Wootton Jack M, Roper Natalie J, Morris Catrin E, Maguire Victoria E, Duff Lee C, Waddell Paul G, Whitwood Adrian C, Gammons Richard J, Miah Afjal H, Lynam Jason M, Armstrong Roly J, Unsworth William P
Department of Chemistry, University of York York YO10 5DD UK
School of Natural and Environmental Sciences, Newcastle University Newcastle Upon Tyne NE1 7RU UK
Chem Sci. 2025 Jan 23;16(9):3938-3945. doi: 10.1039/d4sc05760k. eCollection 2025 Feb 26.

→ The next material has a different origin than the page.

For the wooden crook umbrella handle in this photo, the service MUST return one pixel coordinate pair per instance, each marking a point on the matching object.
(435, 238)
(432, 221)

C-N atropisomeric amides are important compounds in medicinal chemistry and agrochemistry. Atropselective methods for their synthesis are therefore important. In this study, a novel strategy to make C-N atropisomeric amides based on intramolecular acyl transfer a tethered Lewis basic pyridine or tertiary amine group is reported. The reactions operate under kinetic control and in most cases are highly atropselective, with the products isolable as pure, single diastereoisomers following chromatography. The kinetically favored atropisomer can also be isomerised into the alternative thermodynamically favored atropisomer upon heating. The kinetic and thermodynamic outcomes are supported by computational studies, while additional mechanistic studies support operation initial fast acylation of the Lewis basic group, followed by rate-determining acyl transfer, which also enables control over the atropisomer formed.
C-N 位阻异构体酰胺是药物化学和农业化学中的重要化合物。因此,其合成的位阻选择性方法很重要。在本研究中,报道了一种基于分子内酰基转移(连接一个路易斯碱性吡啶或叔胺基团)制备C-N 位阻异构体酰胺的新策略。这些反应在动力学控制下进行,并且在大多数情况下具有高度的位阻选择性,产物经色谱分离后可作为纯的单一非对映异构体分离出来。动力学上有利的位阻异构体在加热时也可异构化为热力学上有利的另一种位阻异构体。计算研究支持了动力学和热力学结果,而额外的机理研究支持反应过程为路易斯碱性基团首先进行快速酰化,随后是决定反应速率的酰基转移,这也能够控制所形成的位阻异构体。